Derived effective vertices coupling magnetic fields and $A_0$.

Identified mechanisms for stabilizing magnetic backgrounds in QGP.

Signaled potential effects in heavy ion collision experiments.

Abstract

In quark-gluon plasma (QGP), at high temperatures $T$ the spontaneous generation of color magnetic fields, $b^3(T), b^8(T) \not = 0$ (3, 8 are color indexes), and usual magnetic field $b(T) \not = 0$ happens. Also, the Polyakov loop and related to it the $A_0(T)$ condensate, which is solution to Yang-Mills imaginary time equations, create.
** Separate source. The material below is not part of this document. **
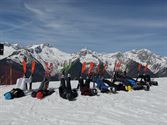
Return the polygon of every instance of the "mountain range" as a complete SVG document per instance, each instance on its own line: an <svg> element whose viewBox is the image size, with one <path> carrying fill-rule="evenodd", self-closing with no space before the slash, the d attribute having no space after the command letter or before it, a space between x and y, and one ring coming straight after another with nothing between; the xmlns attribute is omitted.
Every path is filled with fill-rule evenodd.
<svg viewBox="0 0 167 125"><path fill-rule="evenodd" d="M4 43L4 55L0 56L0 82L10 83L16 81L21 77L23 68L22 60L27 57L28 74L31 74L31 62L36 60L35 81L43 79L45 73L45 62L53 64L52 79L58 79L62 69L69 64L70 73L72 77L78 77L81 73L82 62L94 62L95 64L104 63L107 65L106 76L110 77L114 70L115 62L121 62L121 69L127 70L128 75L136 77L137 66L142 64L142 71L144 65L148 65L148 74L153 77L166 77L167 76L167 57L162 57L151 52L148 49L131 50L127 52L115 53L97 53L89 49L81 49L76 53L66 53L59 49L50 46L49 44L39 44L32 46L19 46L18 44ZM12 71L10 70L12 67ZM16 73L17 72L17 73ZM6 75L5 75L6 74ZM15 76L14 80L10 80L10 75ZM77 76L76 76L77 75ZM8 77L9 79L6 80ZM13 79L13 78L12 78Z"/></svg>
Recently, with the new type two-loop effective potential, which generalizes the known integral representation for the Bernoulli polynomials and takes into consideration the magnetic background, these effects were derived. The corresponding effective potential $W(T, b^3, b^8, b, A_0 )$ was calculated either in SU(2) gluodynamics or full quantum chromodynamics (QCD). The values of magnetic field strengths at different temperatures were calculated and the mechanism for stabilizing the background due to $A_0(T)$ was also discovered. In present paper, we concentrate on the one-loop quark contributions. In particular, we derive the effective vertexes, which couple magnetic fields and $A_0$. The vertexes result in new specific effects signalling the creation of QGP in heavy ion collision experiments. Key words: spontaneous magnetization, high temperature, asymptotic freedom, effective potential, $A_0$ condensate, effective vertexes.